Border Police Allowing 'Palestinians' to Enter Jerusalem

I've said many times that I don't believe that the 'security fence' is a panacea for our problems keeping Palestinian terrorists out of Israel's major cities, if the attitude reflected in this article is typical, it's not likely to help at all. This is simply beyond belief.

Four days after a suicide bombing in Tel Aviv, the Jerusalem Post is reporting that Border Police officers in charge of guarding gaps in the security fence around Jerusalem are allowing unfettered access to Palestinians coming into the capital.

At temporary checkpoints along the route of the incomplete fence sections viewed by The Jerusalem Post on Thursday, the atmosphere was relaxed, with the vast majority of Palestinians crossing without having their IDs checked or being searched by border guards.

At the checkpoint separating Jebl Mukaber, part of east Jerusalem and inside the security fence, and East Sawahre, an Area A Palestinian town, for instance, Palestinians young and old, male and female, crossed into Jerusalem undisturbed as border police ate lunch in the shade of their concrete post.

"We don't check them here, they can go freely," said one officer, who would not identify himself, as he chatted with private contractors who were fortifying the position. "We only check them once there is a problem, and that is only sometimes."

A few kilometers down the road and across the wadi at a checkpoint separating Jebl Mukaber and Sheik Said, a town whose position in relation to the fence lies in the hands of the High Court, the situation was similar.

Since 2000, the army has blocked off roads connecting Sheikh Said and Jebl Mukaber, forcing Palestinians to drive to one side of the checkpoint, walk a half-kilometer on foot to the adjacent road inside the route of the security fence, and board taxis to their final destinations within Jerusalem.

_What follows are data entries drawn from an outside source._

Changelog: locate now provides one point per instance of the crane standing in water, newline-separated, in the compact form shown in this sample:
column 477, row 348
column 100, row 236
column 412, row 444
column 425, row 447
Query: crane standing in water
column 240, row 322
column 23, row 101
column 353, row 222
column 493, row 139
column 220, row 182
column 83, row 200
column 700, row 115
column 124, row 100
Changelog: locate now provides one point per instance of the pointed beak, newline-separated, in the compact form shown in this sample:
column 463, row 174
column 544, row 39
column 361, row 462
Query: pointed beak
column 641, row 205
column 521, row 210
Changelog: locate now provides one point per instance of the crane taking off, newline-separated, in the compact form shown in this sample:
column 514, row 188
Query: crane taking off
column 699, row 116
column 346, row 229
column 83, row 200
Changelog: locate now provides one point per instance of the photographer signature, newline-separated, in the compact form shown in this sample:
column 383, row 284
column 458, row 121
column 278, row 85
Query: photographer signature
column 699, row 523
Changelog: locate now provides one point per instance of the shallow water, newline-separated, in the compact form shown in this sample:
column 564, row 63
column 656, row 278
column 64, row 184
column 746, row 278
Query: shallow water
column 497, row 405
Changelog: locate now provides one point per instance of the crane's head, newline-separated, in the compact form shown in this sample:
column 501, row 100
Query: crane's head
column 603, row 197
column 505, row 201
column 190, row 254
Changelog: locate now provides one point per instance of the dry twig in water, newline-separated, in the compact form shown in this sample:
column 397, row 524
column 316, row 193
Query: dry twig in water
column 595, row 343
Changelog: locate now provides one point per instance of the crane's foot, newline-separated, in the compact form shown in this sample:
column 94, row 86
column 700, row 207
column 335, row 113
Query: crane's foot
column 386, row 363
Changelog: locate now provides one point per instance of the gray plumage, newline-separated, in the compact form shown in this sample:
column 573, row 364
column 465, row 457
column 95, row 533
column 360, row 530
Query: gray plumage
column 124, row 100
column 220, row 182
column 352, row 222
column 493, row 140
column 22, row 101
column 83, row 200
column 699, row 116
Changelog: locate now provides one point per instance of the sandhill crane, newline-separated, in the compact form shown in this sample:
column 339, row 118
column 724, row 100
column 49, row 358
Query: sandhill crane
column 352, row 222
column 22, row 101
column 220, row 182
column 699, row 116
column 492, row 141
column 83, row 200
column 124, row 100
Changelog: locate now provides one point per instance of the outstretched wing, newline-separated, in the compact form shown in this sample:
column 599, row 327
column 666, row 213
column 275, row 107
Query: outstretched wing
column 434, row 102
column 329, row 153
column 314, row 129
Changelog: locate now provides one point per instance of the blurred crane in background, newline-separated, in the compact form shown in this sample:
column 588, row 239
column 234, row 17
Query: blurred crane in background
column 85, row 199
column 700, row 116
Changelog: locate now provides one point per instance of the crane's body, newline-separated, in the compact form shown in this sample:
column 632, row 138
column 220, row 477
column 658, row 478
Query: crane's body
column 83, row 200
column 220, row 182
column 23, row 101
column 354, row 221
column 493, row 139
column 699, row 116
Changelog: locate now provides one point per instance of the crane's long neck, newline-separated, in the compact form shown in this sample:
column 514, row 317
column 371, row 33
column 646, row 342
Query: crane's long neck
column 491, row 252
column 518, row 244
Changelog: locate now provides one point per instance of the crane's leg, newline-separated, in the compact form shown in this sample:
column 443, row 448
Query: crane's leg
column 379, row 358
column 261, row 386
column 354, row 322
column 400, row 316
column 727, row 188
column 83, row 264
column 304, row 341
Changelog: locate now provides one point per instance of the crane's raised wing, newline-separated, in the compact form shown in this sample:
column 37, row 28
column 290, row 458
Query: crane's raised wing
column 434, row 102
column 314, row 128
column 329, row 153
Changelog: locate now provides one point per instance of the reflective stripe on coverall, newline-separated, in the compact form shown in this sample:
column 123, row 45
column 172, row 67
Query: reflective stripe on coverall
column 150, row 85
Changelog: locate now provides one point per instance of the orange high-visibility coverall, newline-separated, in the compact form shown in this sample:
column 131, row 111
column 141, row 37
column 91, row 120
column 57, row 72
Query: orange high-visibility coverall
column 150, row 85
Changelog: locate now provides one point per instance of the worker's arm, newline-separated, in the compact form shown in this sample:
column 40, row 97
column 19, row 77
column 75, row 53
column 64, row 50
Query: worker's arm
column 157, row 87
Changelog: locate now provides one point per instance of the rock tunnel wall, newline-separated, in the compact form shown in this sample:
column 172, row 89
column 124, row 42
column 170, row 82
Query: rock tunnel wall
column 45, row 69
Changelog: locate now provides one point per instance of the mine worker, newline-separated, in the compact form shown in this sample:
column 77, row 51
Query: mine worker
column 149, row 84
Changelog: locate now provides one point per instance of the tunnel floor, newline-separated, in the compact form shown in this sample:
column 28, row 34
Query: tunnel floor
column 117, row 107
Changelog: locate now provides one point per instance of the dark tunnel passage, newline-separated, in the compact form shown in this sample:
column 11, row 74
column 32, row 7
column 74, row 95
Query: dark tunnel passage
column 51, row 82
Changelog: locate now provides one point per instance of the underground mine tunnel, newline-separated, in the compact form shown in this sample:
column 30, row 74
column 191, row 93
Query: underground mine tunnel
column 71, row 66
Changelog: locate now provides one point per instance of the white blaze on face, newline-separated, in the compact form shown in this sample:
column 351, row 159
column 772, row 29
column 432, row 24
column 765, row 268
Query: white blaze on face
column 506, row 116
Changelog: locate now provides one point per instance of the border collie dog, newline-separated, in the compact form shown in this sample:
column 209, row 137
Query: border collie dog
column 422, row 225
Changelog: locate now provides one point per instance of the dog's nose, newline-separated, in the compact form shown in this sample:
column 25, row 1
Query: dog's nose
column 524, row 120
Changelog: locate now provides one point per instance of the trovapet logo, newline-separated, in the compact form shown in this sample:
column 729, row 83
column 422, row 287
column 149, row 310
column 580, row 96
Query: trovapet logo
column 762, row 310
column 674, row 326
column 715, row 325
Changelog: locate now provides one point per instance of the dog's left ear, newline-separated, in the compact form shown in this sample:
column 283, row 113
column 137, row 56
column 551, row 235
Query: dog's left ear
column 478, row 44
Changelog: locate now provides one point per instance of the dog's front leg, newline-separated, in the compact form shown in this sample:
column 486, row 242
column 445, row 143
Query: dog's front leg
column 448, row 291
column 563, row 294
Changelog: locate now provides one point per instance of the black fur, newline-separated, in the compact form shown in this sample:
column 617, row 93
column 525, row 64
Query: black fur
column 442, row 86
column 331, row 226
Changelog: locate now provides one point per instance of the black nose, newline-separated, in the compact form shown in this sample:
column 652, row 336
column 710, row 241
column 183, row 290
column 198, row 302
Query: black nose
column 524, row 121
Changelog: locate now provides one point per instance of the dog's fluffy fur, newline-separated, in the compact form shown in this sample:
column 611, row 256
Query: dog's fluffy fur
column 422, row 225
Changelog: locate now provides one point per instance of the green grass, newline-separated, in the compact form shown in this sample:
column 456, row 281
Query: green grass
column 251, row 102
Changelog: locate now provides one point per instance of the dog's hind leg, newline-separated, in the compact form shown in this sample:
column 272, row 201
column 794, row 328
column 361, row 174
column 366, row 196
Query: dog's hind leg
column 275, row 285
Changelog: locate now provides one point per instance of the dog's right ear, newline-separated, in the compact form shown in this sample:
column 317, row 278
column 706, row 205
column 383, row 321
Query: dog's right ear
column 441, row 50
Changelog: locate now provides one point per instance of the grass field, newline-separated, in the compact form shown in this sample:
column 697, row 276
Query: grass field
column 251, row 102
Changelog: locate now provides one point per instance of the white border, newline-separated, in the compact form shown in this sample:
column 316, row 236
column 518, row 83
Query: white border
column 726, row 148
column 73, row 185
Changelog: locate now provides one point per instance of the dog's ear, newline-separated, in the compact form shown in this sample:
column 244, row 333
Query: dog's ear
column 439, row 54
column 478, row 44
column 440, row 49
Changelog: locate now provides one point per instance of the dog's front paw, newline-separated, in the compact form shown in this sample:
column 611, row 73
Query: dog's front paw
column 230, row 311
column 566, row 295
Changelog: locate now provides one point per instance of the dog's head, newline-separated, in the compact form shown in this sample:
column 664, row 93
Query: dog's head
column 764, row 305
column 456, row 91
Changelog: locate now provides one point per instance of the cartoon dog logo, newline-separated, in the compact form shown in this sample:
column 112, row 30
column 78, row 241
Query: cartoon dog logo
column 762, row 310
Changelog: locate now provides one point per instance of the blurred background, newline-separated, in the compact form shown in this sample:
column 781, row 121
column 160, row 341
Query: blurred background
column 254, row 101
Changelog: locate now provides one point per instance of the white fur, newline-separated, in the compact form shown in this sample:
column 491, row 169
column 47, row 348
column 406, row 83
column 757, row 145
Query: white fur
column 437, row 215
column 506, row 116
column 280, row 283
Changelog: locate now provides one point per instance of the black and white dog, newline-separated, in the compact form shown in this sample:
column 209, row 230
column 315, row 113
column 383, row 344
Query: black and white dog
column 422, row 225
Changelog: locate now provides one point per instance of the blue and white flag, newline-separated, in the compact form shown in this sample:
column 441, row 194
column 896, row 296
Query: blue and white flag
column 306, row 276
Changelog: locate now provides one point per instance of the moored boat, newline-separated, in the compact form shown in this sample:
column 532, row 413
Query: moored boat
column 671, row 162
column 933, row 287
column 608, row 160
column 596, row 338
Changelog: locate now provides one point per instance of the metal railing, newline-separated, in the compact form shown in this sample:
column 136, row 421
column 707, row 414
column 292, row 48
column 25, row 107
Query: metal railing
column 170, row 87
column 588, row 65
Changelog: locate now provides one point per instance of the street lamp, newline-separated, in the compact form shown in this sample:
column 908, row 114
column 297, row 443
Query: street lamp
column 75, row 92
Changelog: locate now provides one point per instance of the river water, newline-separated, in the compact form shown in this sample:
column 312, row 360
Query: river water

Throughout the day, Palestinian taxi drivers with Jerusalem IDs wait on both sides of the checkpoint to ferry workers to and from their jobs.

Border police at that checkpoint said they were under orders to check the IDs of Palestinians coming into and leaving Jerusalem. However in the half-hour this reporter spent at the checkpoint, they only checked the IDs of a handful of the few dozen people who crossed into Jerusalem and searched none. All the while, others walked on paths that led around the checkpoint, mostly out of view of the officers.

Even as they allowed the near free-flow of people, the border police said checkpoints around Jerusalem like this one were Israel's weak point in preventing suicide bombings.

...

"I feel furious at these things," said Uzi Dayan, the former national security adviser who first presented the plan for the security fence to the Sharon government in 2001. As the chairman of the Tafnit party, Dayan remains a vocal advocate for the fence's expedited completion.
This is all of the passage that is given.